The noise of the hall, once a distant, muted hum, now fell away completely. The world outside the small orbit of our group seemed to fall silent. As we approached the designated gathering area, the chaos of the hall began to resolve itself. The frantic river of students broke into a smaller eddy of six.
I arrived at my destination, and my breath caught.
Her back was to me, her slight frame a still point in the midst of her new group. The quiet grace I had observed from a distance was now a tangible reality just a few feet away. No more watching from across the hall. No more silent promises to myself. This was the moment of action. A tight coil of anxiety twisted in my chest, but my mind was clear.
I took my place in the circle of students, and she turned. Her gaze, which had been fixed on the senior, now fell on me. For a fleeting, powerful moment, our eyes met, and in that instant, the decades of waiting dissolved into the fragile truth of the present. The wait was over. The leap had begun.
The senior leader for our group, a girl with a sharp bob and a surprisingly kind smile, clapped her hands together to get our attention.
"Alright, Group Three! We're the best group, I can feel it! Let's start with some introductions. Just your name, where you're from, and something you're looking forward to this year."
My friend, in a burst of teenage enthusiasm, went first. "Hi, I'm June! I'm from a place where the air smells of coal and the land is split by a winding river. I'm looking forward to applying for the soccer and music club."

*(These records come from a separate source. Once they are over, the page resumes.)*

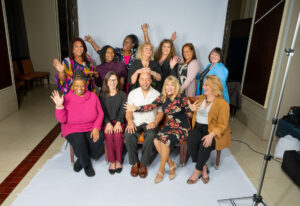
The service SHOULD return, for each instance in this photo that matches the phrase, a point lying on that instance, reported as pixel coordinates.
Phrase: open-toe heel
(159, 177)
(172, 171)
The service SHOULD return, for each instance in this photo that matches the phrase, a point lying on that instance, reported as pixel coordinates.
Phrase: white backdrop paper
(200, 22)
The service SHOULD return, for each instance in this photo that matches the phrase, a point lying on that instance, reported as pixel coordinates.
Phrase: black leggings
(199, 153)
(84, 147)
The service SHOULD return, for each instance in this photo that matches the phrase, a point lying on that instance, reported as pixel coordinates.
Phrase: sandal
(159, 177)
(205, 180)
(190, 181)
(172, 171)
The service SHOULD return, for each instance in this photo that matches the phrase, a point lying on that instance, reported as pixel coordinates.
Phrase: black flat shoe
(119, 170)
(77, 166)
(89, 171)
(111, 171)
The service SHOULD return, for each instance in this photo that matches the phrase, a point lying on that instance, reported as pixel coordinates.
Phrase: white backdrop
(200, 22)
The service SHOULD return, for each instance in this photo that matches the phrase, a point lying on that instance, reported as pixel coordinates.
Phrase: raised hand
(145, 27)
(95, 73)
(118, 128)
(173, 62)
(173, 36)
(58, 66)
(88, 38)
(57, 99)
(95, 134)
(129, 107)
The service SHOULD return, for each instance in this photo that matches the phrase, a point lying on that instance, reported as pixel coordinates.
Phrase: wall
(41, 29)
(8, 97)
(200, 22)
(258, 118)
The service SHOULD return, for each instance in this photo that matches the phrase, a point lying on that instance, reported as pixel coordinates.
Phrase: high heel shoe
(172, 169)
(159, 177)
(190, 181)
(205, 180)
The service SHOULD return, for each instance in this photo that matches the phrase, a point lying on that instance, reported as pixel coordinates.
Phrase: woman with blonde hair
(210, 126)
(144, 63)
(176, 130)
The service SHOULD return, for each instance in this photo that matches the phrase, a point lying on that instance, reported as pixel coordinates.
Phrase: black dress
(177, 128)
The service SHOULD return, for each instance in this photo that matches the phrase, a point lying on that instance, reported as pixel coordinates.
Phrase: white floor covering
(57, 184)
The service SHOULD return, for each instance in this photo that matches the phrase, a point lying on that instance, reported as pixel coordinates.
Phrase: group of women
(87, 120)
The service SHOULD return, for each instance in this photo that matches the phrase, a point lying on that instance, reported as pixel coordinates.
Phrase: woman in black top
(112, 100)
(145, 63)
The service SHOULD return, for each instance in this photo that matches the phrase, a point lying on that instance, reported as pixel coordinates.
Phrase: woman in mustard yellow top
(210, 126)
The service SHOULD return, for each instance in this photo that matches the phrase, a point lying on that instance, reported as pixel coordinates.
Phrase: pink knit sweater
(80, 114)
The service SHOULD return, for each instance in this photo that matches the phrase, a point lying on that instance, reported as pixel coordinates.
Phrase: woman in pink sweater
(81, 115)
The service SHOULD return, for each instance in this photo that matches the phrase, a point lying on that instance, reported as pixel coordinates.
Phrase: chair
(28, 69)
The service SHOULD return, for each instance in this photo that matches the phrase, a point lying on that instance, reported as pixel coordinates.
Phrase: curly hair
(83, 55)
(158, 52)
(103, 54)
(175, 81)
(141, 49)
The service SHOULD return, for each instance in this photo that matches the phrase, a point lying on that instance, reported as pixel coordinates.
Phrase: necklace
(209, 102)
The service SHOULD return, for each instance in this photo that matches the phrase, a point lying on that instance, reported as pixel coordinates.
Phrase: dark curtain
(17, 30)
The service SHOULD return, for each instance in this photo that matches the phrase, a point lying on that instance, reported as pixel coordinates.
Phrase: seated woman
(109, 63)
(216, 67)
(81, 115)
(112, 100)
(210, 127)
(78, 60)
(145, 63)
(176, 130)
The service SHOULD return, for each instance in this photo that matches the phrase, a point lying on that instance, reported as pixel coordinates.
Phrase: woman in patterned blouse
(176, 130)
(78, 60)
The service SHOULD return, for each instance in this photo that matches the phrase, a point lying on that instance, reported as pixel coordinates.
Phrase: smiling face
(207, 89)
(145, 81)
(112, 82)
(77, 49)
(170, 88)
(187, 53)
(127, 44)
(109, 55)
(214, 57)
(79, 87)
(147, 51)
(166, 49)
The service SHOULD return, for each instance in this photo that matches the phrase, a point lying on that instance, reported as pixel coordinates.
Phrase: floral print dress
(177, 128)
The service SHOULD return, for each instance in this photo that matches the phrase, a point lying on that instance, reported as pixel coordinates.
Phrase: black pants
(85, 148)
(199, 153)
(148, 146)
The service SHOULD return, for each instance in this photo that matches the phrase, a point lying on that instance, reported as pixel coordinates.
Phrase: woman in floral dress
(175, 106)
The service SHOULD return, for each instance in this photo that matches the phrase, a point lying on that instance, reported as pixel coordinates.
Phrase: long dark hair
(134, 40)
(191, 46)
(103, 53)
(83, 55)
(105, 88)
(158, 52)
(218, 50)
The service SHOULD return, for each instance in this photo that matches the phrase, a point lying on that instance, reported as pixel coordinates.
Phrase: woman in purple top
(109, 63)
(81, 115)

The next boy, a shy-looking kid with glasses, mumbled his introduction. The other girl was a bubbly firecracker, and the final boy was quiet and reserved. The turn was coming back to her. My heart began its frantic rhythm again.
She cleared her throat, a soft, delicate sound. "Vye," she began, and the sound of her name wasn't a new, but precious discovery. "I'm from a place where the river is a wide, slow-moving ribbon of forgotten memories. I'm hoping to get into the literature club."
And then it was my turn. The universe seemed to hold its breath. I looked at her, at the curve of her neck and the gentle way she held her hands, and decades of regret and longing poured into a single, simple sentence.
"Hi, I'm Rhay. I'm from a place where the sun sets behind the hills and the only road is an earthen path through the trees. I'm looking forward to the chess club."